Taiwan indicts 62 in alleged Prince Group laundering case as regional pressure tightens on Cambodia-linked scam finance

Taiwan has moved to dismantle alleged Prince Group-linked laundering at the asset layer: cars, property, and cash turning a regional scam narrative into a financial-system enforcement event.

Luxury cars are on display, as Taiwan auctions off luxury cars linked to the Cambodian scam centre Prince Group, in Taipei, Taiwan. REUTERS/Ann Wang Purchase Licensing Rights

TAIPEI, March 4, 2026 – Taipei prosecutors indicted 62 people linked to the Cambodia-based Prince Group over an alleged money-laundering operation that prosecutors said routed about NT$10.8 billion (about US$339 million) into Taiwan to buy luxury goods, sports cars and real estate, according to a prosecutors’ statement reported by Reuters.

Prosecutors said the funds were sent into Taiwan from overseas and used to purchase 24 properties and 35 vehicles, while investigators also identified NT$55.53 million in other assets including cash and designer goods; authorities said more than NT$5.5 billion in assets have been seized in Taiwan.

Taiwan authorities have separately reported the case also involves 13 companies linked to the alleged laundering structure, a detail carried by Taiwan’s state-backed and domestic reporting of the prosecutors’ filings.

Reuters reported that Chen Zhi, founder of the conglomerate that the United States alleges is a front for a large online fraud and money-laundering operation, was shown in Chinese state media hooded and handcuffed after being deported to China from Cambodia earlier this year; Reuters said his current whereabouts were unknown and he could not be reached for comment.

In the United States, the Department of Justice said in October 2025 it unsealed an indictment charging Chen with wire fraud conspiracy and money laundering conspiracy tied to alleged forced-labor scam compounds in Cambodia, and said it filed a civil forfeiture complaint against approximately 127,271 bitcoin (then “approximately $15 billion”), describing it as the department’s largest forfeiture action.

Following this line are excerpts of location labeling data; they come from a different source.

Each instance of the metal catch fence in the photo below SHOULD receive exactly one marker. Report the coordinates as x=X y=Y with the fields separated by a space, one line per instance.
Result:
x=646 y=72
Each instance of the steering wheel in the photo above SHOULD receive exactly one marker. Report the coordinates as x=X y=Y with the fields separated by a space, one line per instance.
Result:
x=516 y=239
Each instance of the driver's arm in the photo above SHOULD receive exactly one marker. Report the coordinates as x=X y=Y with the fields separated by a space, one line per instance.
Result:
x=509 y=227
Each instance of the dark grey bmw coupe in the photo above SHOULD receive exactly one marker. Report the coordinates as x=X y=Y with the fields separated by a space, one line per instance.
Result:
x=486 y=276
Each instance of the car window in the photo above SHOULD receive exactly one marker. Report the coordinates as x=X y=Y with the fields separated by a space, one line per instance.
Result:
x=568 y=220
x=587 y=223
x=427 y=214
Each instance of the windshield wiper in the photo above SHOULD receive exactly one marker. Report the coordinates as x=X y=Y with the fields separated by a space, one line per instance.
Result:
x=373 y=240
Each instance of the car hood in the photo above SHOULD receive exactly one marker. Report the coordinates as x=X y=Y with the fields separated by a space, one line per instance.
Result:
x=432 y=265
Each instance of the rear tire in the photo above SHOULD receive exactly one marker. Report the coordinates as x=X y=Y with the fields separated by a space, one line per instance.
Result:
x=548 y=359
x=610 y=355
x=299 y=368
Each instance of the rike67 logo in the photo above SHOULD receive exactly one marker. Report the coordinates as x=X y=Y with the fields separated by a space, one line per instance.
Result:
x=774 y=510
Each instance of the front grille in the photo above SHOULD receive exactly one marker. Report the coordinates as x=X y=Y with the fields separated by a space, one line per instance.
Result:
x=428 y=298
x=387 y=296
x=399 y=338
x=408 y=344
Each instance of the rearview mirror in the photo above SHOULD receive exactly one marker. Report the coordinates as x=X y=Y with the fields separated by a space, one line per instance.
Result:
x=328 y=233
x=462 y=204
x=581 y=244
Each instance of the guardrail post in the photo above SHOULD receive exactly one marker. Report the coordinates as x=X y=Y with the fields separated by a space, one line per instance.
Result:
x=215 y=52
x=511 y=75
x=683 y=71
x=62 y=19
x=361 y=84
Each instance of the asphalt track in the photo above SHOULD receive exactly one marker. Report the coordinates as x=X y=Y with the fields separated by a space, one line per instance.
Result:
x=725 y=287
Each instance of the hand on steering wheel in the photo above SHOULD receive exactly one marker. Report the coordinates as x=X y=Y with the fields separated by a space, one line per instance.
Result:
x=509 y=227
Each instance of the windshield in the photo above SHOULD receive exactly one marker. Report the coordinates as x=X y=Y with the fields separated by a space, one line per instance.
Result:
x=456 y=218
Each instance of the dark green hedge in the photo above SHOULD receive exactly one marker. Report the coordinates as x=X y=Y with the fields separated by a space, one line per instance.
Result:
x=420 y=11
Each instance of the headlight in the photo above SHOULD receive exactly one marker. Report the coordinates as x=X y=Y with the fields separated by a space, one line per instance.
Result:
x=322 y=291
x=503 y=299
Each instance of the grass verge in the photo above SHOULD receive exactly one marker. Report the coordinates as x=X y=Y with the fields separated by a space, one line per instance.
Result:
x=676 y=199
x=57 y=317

The U.S. Treasury said the United States and the United Kingdom in October 2025 took what Treasury described as the largest action ever targeting cybercriminal networks in Southeast Asia, including sanctions designations against 146 targets within what it called the “Prince Group Transnational Criminal Organization.”

U.S. and U.K. Take Largest Action Ever Targeting Cybercriminal Networks in Southeast Asia

Singapore police said on March 3, 2026 that they arrested three Singaporeans in investigations linked to the Prince Holding Group and its associates, and described additional seizures and restraint actions as part of the same probe.

Taiwan’s reporting of prosecutors’ filings said investigators alleged the laundering used shell entities and an associated digital wallet system referred to as the “OJBK wallet”, alongside underground remittance methods, to channel proceeds into Taiwan and into assets. (This technical detail is not in the Reuters report cited above; it is attributed here to Taiwan’s account of the prosecutors’ filings.)

Authorities across Asia have been tightening enforcement against scam-linked capital flows that expanded during the pandemic, with proceeds believed to be in the billions of dollars annually and often tied to trafficked laborers compelled to run fraud operations, Reuters reported.